Esta urgencia se sustenta en un informe técnico de patología estructural que revela fallas críticas en las instalaciones actuales, especialmente en materia de vulnerabilidad sísmica y hacinamiento. _*”Estamos en riesgo ahora mismo”*_, advirtió el cabildante, al señalar que la edificación vigente incumple las normas de accesibilidad y carece de condiciones óptimas para el personal administrativo que ha laborado por años en entornos deteriorados. Ante este panorama, el traslado a la casa patrimonial del barrio El Prado (Calle 70 N° 61 – 11) se consolida como una solución definitiva de rescate institucional y arquitectónico. 

La adecuación en el barrio El Prado cuenta con el aval del Ministerio de Cultura, bajo la Resolución 1704 de 2025. El proyecto integra un recinto de sesiones dotado con tecnología de vanguardia para audio y transmisión, así como dependencias administrativas optimizadas y áreas de coworking. Asimismo, la infraestructura garantiza accesibilidad universal y dispone de espacios exclusivos para la prensa y la ciudadanía, evolucionando hacia un modelo institucional más abierto, moderno y participativo.

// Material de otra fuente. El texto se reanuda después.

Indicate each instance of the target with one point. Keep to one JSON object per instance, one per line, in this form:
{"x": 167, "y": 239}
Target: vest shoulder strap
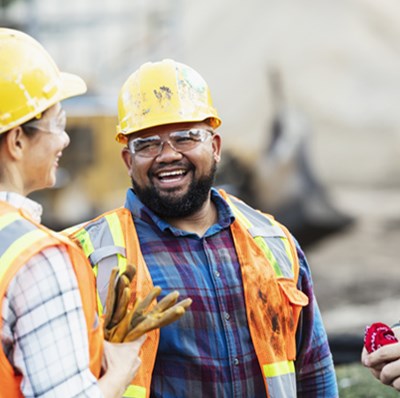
{"x": 273, "y": 239}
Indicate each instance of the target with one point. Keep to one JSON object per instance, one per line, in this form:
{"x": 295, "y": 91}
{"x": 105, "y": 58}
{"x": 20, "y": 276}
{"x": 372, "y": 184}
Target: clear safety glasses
{"x": 55, "y": 125}
{"x": 179, "y": 141}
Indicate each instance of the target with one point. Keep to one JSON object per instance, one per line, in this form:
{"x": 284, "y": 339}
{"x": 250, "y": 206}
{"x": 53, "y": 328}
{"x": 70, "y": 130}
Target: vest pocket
{"x": 296, "y": 300}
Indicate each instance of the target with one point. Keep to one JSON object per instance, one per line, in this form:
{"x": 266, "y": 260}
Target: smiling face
{"x": 43, "y": 150}
{"x": 174, "y": 184}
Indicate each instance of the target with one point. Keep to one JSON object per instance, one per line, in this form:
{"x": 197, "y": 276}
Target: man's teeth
{"x": 171, "y": 173}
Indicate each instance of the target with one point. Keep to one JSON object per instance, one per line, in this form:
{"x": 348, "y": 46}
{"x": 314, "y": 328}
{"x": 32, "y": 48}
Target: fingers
{"x": 390, "y": 372}
{"x": 396, "y": 384}
{"x": 387, "y": 353}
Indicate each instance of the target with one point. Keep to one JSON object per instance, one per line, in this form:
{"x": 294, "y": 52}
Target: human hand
{"x": 120, "y": 365}
{"x": 124, "y": 322}
{"x": 384, "y": 363}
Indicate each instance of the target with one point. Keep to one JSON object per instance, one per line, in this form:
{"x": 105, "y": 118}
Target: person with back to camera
{"x": 51, "y": 338}
{"x": 254, "y": 329}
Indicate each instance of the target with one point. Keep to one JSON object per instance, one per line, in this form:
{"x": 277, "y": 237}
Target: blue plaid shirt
{"x": 209, "y": 352}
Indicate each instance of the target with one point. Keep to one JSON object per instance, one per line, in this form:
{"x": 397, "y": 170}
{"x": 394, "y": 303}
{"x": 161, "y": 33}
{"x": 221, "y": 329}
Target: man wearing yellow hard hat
{"x": 51, "y": 338}
{"x": 254, "y": 328}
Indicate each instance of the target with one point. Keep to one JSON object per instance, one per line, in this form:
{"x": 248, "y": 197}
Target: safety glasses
{"x": 179, "y": 141}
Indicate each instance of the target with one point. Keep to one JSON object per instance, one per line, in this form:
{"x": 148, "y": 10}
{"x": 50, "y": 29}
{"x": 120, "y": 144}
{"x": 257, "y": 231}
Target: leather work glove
{"x": 123, "y": 322}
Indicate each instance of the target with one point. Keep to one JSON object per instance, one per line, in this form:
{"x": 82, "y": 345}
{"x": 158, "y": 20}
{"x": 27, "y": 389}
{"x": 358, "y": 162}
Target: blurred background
{"x": 308, "y": 91}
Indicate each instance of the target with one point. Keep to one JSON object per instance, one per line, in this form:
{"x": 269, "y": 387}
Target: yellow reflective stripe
{"x": 135, "y": 392}
{"x": 270, "y": 256}
{"x": 18, "y": 246}
{"x": 87, "y": 246}
{"x": 8, "y": 218}
{"x": 278, "y": 368}
{"x": 118, "y": 237}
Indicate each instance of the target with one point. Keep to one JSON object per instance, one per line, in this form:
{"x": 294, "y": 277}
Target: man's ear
{"x": 216, "y": 147}
{"x": 15, "y": 142}
{"x": 127, "y": 158}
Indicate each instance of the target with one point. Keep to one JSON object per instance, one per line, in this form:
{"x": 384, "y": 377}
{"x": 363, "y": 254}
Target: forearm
{"x": 314, "y": 365}
{"x": 50, "y": 346}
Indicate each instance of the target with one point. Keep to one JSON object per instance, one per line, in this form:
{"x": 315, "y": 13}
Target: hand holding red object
{"x": 377, "y": 335}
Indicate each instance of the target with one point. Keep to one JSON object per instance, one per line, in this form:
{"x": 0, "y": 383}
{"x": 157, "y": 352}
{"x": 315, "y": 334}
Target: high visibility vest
{"x": 268, "y": 260}
{"x": 20, "y": 239}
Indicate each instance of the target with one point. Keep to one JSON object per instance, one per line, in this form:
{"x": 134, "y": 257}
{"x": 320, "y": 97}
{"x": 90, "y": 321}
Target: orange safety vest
{"x": 20, "y": 239}
{"x": 268, "y": 260}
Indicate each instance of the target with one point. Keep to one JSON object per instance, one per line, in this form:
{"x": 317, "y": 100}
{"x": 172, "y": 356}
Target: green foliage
{"x": 355, "y": 381}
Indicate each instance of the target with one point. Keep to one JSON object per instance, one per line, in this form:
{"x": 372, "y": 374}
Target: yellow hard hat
{"x": 30, "y": 81}
{"x": 162, "y": 93}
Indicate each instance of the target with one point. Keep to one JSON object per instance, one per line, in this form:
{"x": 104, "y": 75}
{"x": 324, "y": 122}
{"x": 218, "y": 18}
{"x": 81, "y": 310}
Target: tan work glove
{"x": 124, "y": 323}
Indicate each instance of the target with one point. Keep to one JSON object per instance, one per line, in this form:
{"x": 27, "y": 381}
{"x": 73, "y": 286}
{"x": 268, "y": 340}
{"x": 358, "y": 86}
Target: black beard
{"x": 175, "y": 207}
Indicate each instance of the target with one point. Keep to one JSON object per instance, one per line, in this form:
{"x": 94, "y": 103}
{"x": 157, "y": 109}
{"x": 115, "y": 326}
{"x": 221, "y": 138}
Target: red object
{"x": 377, "y": 335}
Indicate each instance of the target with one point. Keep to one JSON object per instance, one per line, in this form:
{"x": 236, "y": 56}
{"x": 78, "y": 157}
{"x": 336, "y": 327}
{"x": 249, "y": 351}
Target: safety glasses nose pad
{"x": 162, "y": 145}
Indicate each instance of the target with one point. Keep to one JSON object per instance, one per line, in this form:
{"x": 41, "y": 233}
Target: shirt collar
{"x": 140, "y": 211}
{"x": 33, "y": 208}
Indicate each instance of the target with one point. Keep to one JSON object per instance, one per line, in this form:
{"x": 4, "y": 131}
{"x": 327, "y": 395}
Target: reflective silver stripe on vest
{"x": 99, "y": 246}
{"x": 269, "y": 233}
{"x": 106, "y": 237}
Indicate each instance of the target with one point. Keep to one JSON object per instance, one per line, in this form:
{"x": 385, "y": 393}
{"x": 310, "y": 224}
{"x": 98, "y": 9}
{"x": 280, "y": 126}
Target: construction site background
{"x": 308, "y": 92}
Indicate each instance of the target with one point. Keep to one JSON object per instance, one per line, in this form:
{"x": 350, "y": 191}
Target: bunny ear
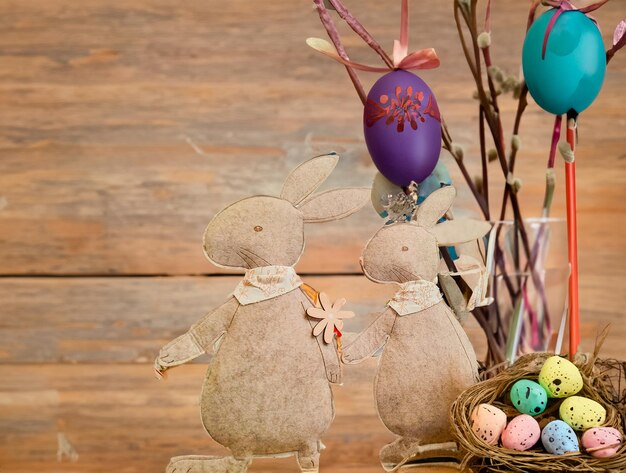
{"x": 452, "y": 232}
{"x": 307, "y": 177}
{"x": 435, "y": 206}
{"x": 334, "y": 204}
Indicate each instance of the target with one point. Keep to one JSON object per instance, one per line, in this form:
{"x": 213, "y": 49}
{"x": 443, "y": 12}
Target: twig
{"x": 359, "y": 29}
{"x": 483, "y": 159}
{"x": 333, "y": 34}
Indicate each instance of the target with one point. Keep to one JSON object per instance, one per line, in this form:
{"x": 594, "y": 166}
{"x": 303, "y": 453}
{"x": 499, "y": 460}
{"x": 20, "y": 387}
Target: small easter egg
{"x": 560, "y": 377}
{"x": 558, "y": 438}
{"x": 522, "y": 433}
{"x": 570, "y": 75}
{"x": 402, "y": 127}
{"x": 529, "y": 397}
{"x": 582, "y": 413}
{"x": 440, "y": 177}
{"x": 488, "y": 422}
{"x": 602, "y": 442}
{"x": 382, "y": 188}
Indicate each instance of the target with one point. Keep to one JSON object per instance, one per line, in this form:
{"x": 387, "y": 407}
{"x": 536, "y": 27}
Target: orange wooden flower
{"x": 331, "y": 317}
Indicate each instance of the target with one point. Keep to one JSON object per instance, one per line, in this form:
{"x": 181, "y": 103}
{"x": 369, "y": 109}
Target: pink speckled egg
{"x": 522, "y": 433}
{"x": 488, "y": 422}
{"x": 602, "y": 442}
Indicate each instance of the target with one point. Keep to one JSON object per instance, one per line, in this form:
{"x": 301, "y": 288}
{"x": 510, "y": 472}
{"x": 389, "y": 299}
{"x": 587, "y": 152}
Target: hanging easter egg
{"x": 402, "y": 127}
{"x": 568, "y": 75}
{"x": 558, "y": 438}
{"x": 383, "y": 191}
{"x": 560, "y": 377}
{"x": 522, "y": 433}
{"x": 582, "y": 413}
{"x": 488, "y": 422}
{"x": 529, "y": 397}
{"x": 440, "y": 177}
{"x": 602, "y": 442}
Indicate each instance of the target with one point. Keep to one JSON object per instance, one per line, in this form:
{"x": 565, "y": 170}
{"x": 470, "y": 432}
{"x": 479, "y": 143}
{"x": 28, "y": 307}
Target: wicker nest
{"x": 482, "y": 457}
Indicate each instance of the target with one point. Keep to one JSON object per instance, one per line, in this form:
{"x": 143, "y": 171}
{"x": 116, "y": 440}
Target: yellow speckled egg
{"x": 560, "y": 377}
{"x": 582, "y": 413}
{"x": 488, "y": 422}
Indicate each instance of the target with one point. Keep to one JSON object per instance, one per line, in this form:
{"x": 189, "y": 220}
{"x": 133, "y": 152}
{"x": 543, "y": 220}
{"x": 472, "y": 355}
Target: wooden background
{"x": 126, "y": 125}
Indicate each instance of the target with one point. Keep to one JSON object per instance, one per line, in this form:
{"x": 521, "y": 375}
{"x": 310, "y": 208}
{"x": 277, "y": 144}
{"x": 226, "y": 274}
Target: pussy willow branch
{"x": 490, "y": 112}
{"x": 333, "y": 34}
{"x": 359, "y": 29}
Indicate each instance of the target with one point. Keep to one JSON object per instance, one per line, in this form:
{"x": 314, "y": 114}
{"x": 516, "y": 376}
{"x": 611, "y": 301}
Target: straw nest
{"x": 482, "y": 457}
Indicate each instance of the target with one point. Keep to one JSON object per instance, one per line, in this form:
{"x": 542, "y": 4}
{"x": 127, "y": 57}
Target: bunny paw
{"x": 206, "y": 464}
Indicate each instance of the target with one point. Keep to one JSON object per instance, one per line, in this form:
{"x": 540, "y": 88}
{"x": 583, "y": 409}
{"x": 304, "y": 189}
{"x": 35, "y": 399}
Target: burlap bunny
{"x": 267, "y": 390}
{"x": 427, "y": 359}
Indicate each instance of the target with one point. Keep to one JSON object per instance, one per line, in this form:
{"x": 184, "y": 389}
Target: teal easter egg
{"x": 558, "y": 438}
{"x": 383, "y": 190}
{"x": 570, "y": 75}
{"x": 582, "y": 413}
{"x": 560, "y": 377}
{"x": 602, "y": 442}
{"x": 529, "y": 397}
{"x": 488, "y": 422}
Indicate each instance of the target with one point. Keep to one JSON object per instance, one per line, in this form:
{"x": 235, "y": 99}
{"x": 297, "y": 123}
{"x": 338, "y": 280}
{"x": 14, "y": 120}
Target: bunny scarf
{"x": 266, "y": 282}
{"x": 415, "y": 296}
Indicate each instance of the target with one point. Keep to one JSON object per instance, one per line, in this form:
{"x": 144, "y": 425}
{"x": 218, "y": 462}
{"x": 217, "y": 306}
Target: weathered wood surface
{"x": 126, "y": 320}
{"x": 126, "y": 127}
{"x": 119, "y": 417}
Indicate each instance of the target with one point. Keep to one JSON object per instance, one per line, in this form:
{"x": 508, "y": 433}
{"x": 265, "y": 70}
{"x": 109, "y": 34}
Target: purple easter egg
{"x": 402, "y": 127}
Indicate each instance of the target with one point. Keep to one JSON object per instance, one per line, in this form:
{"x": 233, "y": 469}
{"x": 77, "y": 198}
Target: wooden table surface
{"x": 126, "y": 125}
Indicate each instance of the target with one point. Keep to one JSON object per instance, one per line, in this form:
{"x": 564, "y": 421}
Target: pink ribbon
{"x": 422, "y": 59}
{"x": 563, "y": 6}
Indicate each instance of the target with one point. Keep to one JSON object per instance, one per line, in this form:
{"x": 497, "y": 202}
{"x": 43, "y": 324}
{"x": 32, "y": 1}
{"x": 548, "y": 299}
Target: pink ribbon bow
{"x": 563, "y": 6}
{"x": 422, "y": 59}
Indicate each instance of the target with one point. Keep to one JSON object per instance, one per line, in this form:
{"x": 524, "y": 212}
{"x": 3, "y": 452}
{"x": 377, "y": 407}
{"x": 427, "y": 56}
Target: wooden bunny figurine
{"x": 427, "y": 359}
{"x": 266, "y": 391}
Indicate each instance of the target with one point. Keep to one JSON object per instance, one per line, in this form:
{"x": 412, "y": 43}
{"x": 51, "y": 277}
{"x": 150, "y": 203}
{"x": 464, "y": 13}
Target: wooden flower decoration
{"x": 331, "y": 317}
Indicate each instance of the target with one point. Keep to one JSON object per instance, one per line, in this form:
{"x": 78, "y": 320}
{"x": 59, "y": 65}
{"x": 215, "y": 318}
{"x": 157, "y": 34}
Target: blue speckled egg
{"x": 529, "y": 397}
{"x": 559, "y": 438}
{"x": 571, "y": 74}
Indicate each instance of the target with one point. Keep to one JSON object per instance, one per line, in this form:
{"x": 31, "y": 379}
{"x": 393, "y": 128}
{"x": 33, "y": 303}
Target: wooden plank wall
{"x": 126, "y": 125}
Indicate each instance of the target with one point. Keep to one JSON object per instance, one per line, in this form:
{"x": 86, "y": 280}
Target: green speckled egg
{"x": 560, "y": 377}
{"x": 582, "y": 413}
{"x": 529, "y": 397}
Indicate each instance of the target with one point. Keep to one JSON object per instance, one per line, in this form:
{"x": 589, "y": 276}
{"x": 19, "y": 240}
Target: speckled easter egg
{"x": 602, "y": 442}
{"x": 582, "y": 413}
{"x": 402, "y": 127}
{"x": 522, "y": 433}
{"x": 558, "y": 438}
{"x": 529, "y": 397}
{"x": 570, "y": 75}
{"x": 488, "y": 422}
{"x": 560, "y": 377}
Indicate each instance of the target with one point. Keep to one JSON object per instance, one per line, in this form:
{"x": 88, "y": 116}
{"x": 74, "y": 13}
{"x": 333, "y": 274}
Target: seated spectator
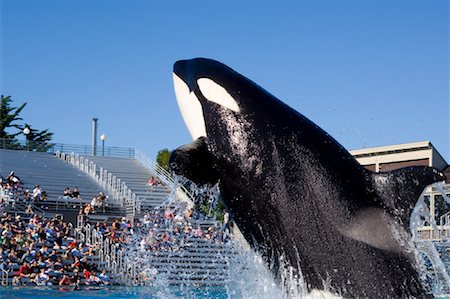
{"x": 96, "y": 202}
{"x": 42, "y": 279}
{"x": 67, "y": 193}
{"x": 24, "y": 271}
{"x": 37, "y": 193}
{"x": 88, "y": 209}
{"x": 93, "y": 279}
{"x": 13, "y": 180}
{"x": 76, "y": 193}
{"x": 104, "y": 277}
{"x": 65, "y": 280}
{"x": 151, "y": 181}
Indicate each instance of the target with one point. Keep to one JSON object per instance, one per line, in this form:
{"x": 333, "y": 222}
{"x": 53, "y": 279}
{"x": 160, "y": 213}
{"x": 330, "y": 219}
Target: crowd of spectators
{"x": 171, "y": 231}
{"x": 45, "y": 252}
{"x": 42, "y": 251}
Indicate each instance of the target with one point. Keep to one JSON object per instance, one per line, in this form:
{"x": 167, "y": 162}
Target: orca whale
{"x": 296, "y": 194}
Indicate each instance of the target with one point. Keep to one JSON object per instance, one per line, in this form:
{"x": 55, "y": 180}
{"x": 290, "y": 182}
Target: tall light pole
{"x": 94, "y": 136}
{"x": 103, "y": 138}
{"x": 26, "y": 131}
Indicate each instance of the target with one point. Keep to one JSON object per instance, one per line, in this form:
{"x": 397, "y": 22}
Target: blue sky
{"x": 371, "y": 73}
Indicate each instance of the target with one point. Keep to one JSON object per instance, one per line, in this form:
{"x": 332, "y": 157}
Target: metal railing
{"x": 52, "y": 148}
{"x": 181, "y": 192}
{"x": 116, "y": 189}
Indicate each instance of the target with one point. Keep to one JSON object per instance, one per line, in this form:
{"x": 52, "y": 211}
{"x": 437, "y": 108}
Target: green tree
{"x": 38, "y": 140}
{"x": 162, "y": 158}
{"x": 8, "y": 117}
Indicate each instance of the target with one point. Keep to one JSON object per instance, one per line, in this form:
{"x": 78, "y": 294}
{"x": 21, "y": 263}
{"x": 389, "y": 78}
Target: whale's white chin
{"x": 190, "y": 108}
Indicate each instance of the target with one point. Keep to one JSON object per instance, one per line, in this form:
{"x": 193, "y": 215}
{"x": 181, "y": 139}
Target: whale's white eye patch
{"x": 213, "y": 92}
{"x": 190, "y": 108}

Para asegurar que este proyecto avance sin más demoras, la plenaria aprobó citar a debate de control político a los secretarios de Planeación (Diana Mantilla), Obras Públicas (Rafael Lafont), Hacienda (Emelith Barraza) y Cultura (Johnny Vizcaíno), junto a los gerentes de la ADI (José Luis Romero) y Edubar (Angelly Criales). Los citados deberán rendir cuentas sobre el cronograma de actividades y la disponibilidad presupuestal, bajo el compromiso de la corporación de realizar un seguimiento estricto para que las obras, estimadas en un periodo de siete a ocho meses, inicien de manera inmediata.